Labib estime que « les extrémistes des deux côtés » représentent « la principale menace pour la paix ». Elle a mentionné le crime brutal commis par le Hamas le 7 octobre 2023, qui a fait 1200 morts. Du côté israélien, selon elle, il y a aussi ceux qui ne sont pas prêts à discuter d’une solution à deux États.
Questions d’avenir
À la question de savoir s’il est nécessaire de changer la direction israélienne, Labib a répondu que c’est une étape importante pour « atteindre la paix ». Elle a souligné qu’il est d’abord nécessaire d’obtenir un cessez-le-feu, puis de fournir une aide humanitaire, et seulement ensuite on peut parler de l’avenir.

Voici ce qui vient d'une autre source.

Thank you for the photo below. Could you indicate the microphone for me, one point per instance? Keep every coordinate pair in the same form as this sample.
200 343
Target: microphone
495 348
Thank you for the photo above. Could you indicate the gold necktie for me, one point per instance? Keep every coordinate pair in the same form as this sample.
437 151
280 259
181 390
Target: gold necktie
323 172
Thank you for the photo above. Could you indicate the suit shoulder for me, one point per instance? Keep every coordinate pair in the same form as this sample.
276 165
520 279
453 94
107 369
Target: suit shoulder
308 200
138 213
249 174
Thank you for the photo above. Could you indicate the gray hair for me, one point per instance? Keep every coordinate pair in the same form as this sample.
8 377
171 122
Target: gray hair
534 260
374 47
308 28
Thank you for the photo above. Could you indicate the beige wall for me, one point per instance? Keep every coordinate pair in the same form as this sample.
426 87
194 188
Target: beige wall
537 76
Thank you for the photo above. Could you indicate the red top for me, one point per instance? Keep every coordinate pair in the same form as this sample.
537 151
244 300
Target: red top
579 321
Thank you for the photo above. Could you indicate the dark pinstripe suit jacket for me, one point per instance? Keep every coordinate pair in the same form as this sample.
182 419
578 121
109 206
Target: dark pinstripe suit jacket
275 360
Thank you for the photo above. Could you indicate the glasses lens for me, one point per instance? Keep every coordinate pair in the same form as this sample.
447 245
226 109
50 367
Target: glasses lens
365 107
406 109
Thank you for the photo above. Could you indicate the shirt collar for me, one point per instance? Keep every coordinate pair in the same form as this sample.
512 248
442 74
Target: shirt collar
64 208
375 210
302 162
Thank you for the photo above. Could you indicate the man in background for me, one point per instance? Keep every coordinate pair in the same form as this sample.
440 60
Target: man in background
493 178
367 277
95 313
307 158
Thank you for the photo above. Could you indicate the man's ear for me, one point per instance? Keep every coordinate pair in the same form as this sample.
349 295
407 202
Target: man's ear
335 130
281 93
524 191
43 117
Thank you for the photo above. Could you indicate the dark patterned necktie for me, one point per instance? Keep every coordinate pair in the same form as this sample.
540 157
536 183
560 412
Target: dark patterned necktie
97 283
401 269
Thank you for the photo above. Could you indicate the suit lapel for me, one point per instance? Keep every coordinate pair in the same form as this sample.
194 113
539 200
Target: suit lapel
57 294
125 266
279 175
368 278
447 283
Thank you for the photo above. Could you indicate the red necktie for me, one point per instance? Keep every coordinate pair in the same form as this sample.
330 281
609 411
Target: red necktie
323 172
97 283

Rôle de la communauté internationale
Labib a également abordé la question d’un possible génocide à Gaza, notant que c’est une question pour la justice. Elle a fait référence à une enquête indépendante de l’ONU qui a révélé des signes de génocide et a souligné l’importance de restaurer l’humanité.
L’Union européenne a été critiquée pour avoir suspendu les sanctions contre Israël, ce qui a coïncidé avec les initiatives de paix de Donald Trump. Cette décision a suscité une réaction mitigée dans le contexte d’une trêve fragile entre Israël et le Hamas.